La Cour constitutionnelle du Togo a confirmé hier, voix pour voix, les résultats provisoires des élections législatives et régionales du 29 avril dernier. Aucune surprise, aucune modification au sujet des 108 sièges de députés remportés par l’Union pour la République (Unir, au pouvoir). Les recours formulés par l’opposition, qui ne récolte que cinq sièges dans cette Assemblée nationale très « vague bleue », ont tous été rejetés…
Une nouvelle brique vient d’être posée pour l’édification de la cinquième République au Togo. Une nouvelle ère qui fait basculer le pays dans un régime parlementaire, au cœur du débat des élections législatives et régionales du 29 avril 2024. La modification de la Constitution à la veille du scrutin a en effet transformé les urnes de ces consultations en un référendum pour ou contre la nouvelle direction institutionnelle formatée par le pouvoir en place, et très décriée par l’opposition et par une partie de la société civile.
L’Union pour la République (Unir) du président Faure Essozimna Gnassingbé tient donc sa victoire. Mais quelle victoire ! Un raz-de-marée électoral qui lui confère définitivement, selon les résultats confirmés par la Cour constitutionnelle ce 13 mai, 108 des 113 sièges de députés, soit 95,57 % des voix, au sein de la nouvelle Assemblée nationale. L’Unir rafle en plus 137 conseillers régionaux sur 179, à l’issue de ces élections dont la participation est établie à 61 %.
Si l’opposition continue de dénoncer une « mascarade électorale », les témoignages restent constants sur le calme dans lequel se sont déroulées les opérations de vote. Au final, les fraudes révélées ont été balayées du revers de la main par la Cour constitutionnelle. Le parti présidentiel effectue ainsi un véritable triomphe, même au niveau de la capitale, Lomé, traditionnellement acquise à l’opposition.
Une opposition laminée
« Des gens ont été convoyés de l’intérieur du pays pour venir voter par dérogation à Lomé, alors qu’ils ne remplissaient pas les conditions », affirme à ce sujet Brigitte Adjamagbo Johnson, coordinatrice de Dynamique pour la majorité du peuple (DMP, opposition). Pas du tout, rétorque Pascal Bodjona, conseiller politique de Faure Gnassingbé, qui pense que « le résultat du parti Unir est dû au fruit d’un travail constant, d’une occupation du terrain ». De plus, ajoute-t-il, « les populations ont été charmées par les actions des députés et conseillers régionaux sur le long terme ».

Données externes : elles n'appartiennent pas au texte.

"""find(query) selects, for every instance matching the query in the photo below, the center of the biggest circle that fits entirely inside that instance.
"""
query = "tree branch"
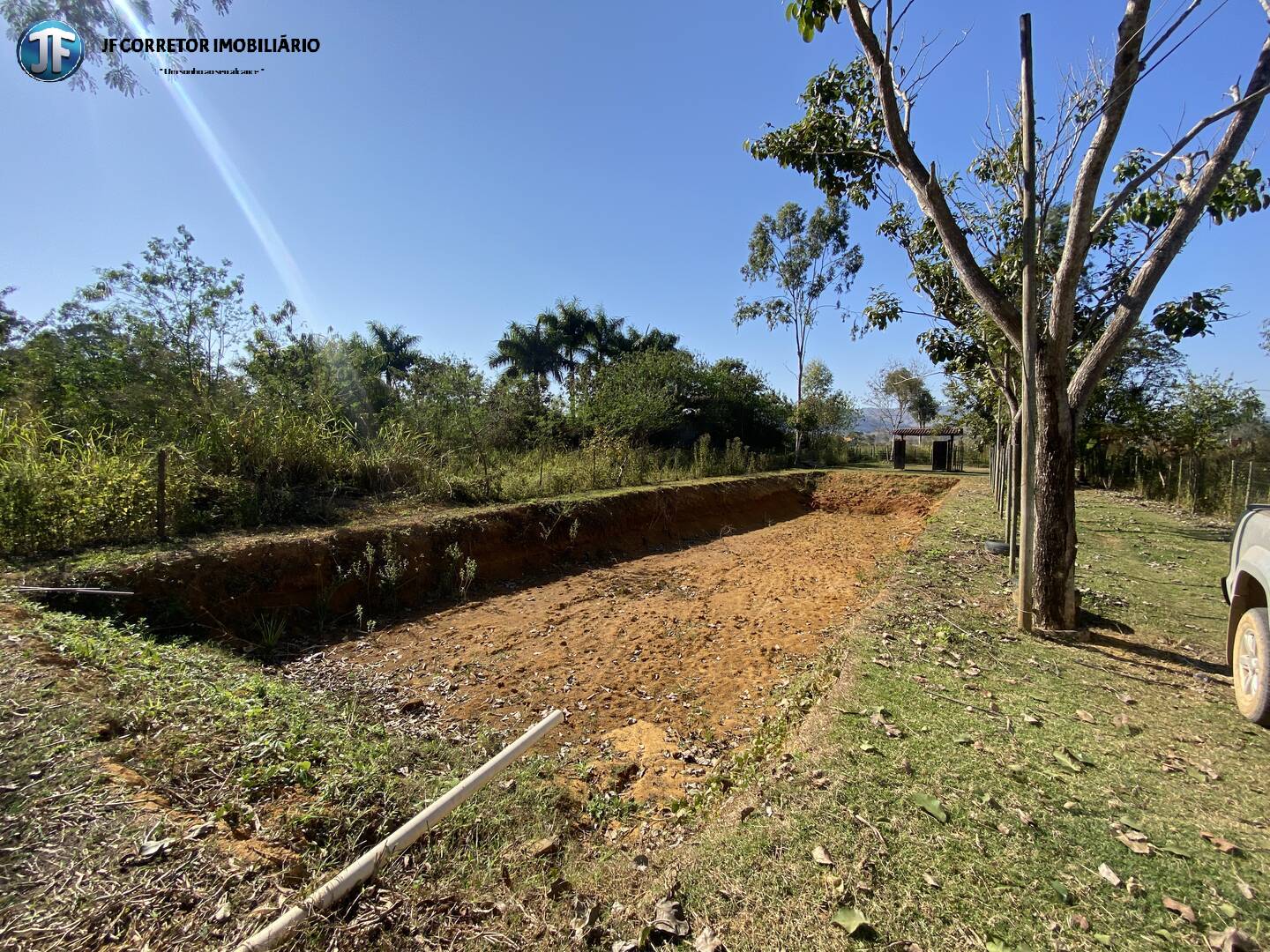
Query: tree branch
(1174, 236)
(1084, 195)
(926, 187)
(1128, 190)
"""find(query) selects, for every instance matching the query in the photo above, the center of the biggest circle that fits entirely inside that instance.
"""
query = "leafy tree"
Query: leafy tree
(397, 352)
(528, 352)
(802, 258)
(196, 312)
(925, 406)
(571, 328)
(857, 132)
(1204, 412)
(894, 390)
(97, 20)
(643, 395)
(826, 412)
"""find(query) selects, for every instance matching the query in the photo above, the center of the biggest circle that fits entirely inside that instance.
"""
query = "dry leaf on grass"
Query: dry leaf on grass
(1184, 911)
(1223, 844)
(1136, 842)
(1108, 874)
(851, 920)
(707, 941)
(1232, 940)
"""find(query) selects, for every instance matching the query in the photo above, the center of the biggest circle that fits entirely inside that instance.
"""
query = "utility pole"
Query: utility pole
(1027, 505)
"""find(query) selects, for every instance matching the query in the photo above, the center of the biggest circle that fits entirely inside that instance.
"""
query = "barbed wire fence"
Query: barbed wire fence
(1221, 485)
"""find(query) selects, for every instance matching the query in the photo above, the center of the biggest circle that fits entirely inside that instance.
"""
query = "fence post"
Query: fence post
(161, 496)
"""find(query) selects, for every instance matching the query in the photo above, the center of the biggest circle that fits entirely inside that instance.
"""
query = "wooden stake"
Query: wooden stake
(1027, 505)
(161, 496)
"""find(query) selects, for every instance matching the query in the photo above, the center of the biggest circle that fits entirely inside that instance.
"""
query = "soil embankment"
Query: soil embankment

À présent que la messe est dite, que peut bien faire l’opposition à l’Assemblée nationale avec ses cinq sièges de députés dans cette vague bleue ? Et comment peut-elle faire pression dans les régions avec seulement 42 conseillers sur 179 ? Les semaines et mois à venir permettront sans doute de dessiner la tendance, une fois que les résultats définitifs seront publiés au Journal officiel de la République du Togo et que les nouveaux députés seront installés dans leurs fonctions.
En fait, on s’interroge beaucoup maintenant sur la suite des évènements. En effet, la nouvelle Constitution est promulguée depuis le 6 mai par le président de la République et les élus du 29 avril devraient bientôt occuper les travées du parlement. Le Togo est donc de facto, indiquent plusieurs observateurs, dans la cinquième République et est désormais portée par un régime parlementaire.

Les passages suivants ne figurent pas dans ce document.